When is it time to start recognizing that Al Qaeda and other Islamist terror groups are cults? The Times Square bombing attempt is another example of a well-off American who was recruited into the black and white, us versus them and good versus evil thinking that cultists use. We ought to start addressing the root of the problem: people are most susceptible to destructive influence at the most vulnerable times in their lives.
Our military efforts in Iraq and Afghanistan may have largely moved the war on terror overseas. But we will continue to see radical Islamist terror groups recruiting on our own soil if we don’t equip children, parents and teachers with the tools to combat this phenomenon.
Do we know how to deal with destructive mind-control groups? Yes. As it happens I’ve been doing it for 36 years. We know how to inhibit their recruitment of new “soldiers.” We know ways to undermine their indoctrination methods and ways to educate the general public. The tools are available to educate children and parents. What we need is the will to dedicate adequate resources to inoculate Americans against the tactics of cult recruiters.
What turns young men like Faisal Shahzad, the Times Square bomber, into radical criminals? He was married and attended graduate school. Yet as his story unfolds, it seems he was put on a fast track to radicalism. I believe we will learn how he was exposed to social influences that overcame his rational ability to make his own decisions.
Shahzad is only one example of young Americans who fall victim every year to cults and deceptive groups masking as legitimate organizations. Their well-known weapons are deception, mind control, manipulation of emotions and exploiting the unmet needs of people. They can then be turned against their families and their loved ones while believing that their criminal acts will be helping God and humankind. These bright, educated, idealistic, passionate people not only become fervent cult members, but also excellent cult recruiters.
Cult recruiters search for energetic, intelligent people who wish to make a difference in the world. They approach prospects when they are most vulnerable: after the death of a loved one, during an illness, after a graduation, at the loss of employment – in short during any transitional life change. They find new members in the most ordinary of places: schools, sororities, fraternities, and social organizations, community groups and of course, on the internet. The common denominator is that all cults – whether they are political, religious, psychotherapeutic, commercial, or educational – seek to make people dependent and obedient. For terrorist cults, it means also making them fanatical to the point of violence.

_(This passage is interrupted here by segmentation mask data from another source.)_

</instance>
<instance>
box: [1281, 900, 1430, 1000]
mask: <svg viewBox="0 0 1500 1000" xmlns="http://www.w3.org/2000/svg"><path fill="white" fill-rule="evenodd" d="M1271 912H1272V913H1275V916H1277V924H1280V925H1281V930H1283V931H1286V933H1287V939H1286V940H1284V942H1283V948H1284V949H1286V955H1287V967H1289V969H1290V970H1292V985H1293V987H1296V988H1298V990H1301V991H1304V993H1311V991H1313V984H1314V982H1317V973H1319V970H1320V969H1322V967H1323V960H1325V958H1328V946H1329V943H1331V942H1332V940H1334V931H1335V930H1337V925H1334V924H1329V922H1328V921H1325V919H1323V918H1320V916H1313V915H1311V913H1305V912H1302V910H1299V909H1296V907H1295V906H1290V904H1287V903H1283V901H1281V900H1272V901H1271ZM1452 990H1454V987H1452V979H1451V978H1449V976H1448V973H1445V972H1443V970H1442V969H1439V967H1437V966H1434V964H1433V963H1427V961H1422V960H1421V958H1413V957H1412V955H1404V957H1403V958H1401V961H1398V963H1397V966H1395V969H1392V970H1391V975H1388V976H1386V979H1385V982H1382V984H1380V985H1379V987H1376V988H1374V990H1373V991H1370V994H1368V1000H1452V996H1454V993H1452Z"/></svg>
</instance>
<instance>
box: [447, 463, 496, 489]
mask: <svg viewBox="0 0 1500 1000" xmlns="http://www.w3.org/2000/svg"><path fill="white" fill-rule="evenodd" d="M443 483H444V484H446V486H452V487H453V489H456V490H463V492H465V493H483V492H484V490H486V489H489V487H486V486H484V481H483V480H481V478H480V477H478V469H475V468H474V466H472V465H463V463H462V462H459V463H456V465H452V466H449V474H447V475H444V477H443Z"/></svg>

America should learn something from the U.K. think tank, the Quilliam Foundation. They are helping former cult recruiters, like Maajid Nawaz, to actively challenge the Islamist “narrative” and promote a moderate Islam vision of peace, love and goodness. America would be wise to adopt such a policy to disrupt this recruitment process. The surest way to do this is by creating new strategies toward communication and education.
The author and psychologist Robert Cialdini writes about the six “weapons of influence” that are implemented in persuasion and coercion techniques. The six “weapons” – reciprocity, commitment and consistency, social proof, authority, liking and scarcity – are tools used jointly that are meant to affect influence and persuasion in individuals. This is often done through lies and deception – the result being instability that leads to greater dependence on the cult organization.
When we get serious about thwarting cult recruiters we will expose those techniques of persuasion and prepare our young people with the tools to combat cultism. Racial profiling, background checks or gut instincts of security experts are all well intentioned. They transfer responsibility to ‘experts’. But we should we also take it upon ourselves, in our homes, schools and even places of worship, to address and expose cultism and give our children, parents and teachers the tools to combat it. It’s the best defense against the expansion of terrorist recruiting on U.S. soil.
When will we be ready to take the responsibility to educate the public about destructive mind control methodology? My hope is the near miss of the Times Square bomber marks a new beginning of the way we think about dealing with this problem.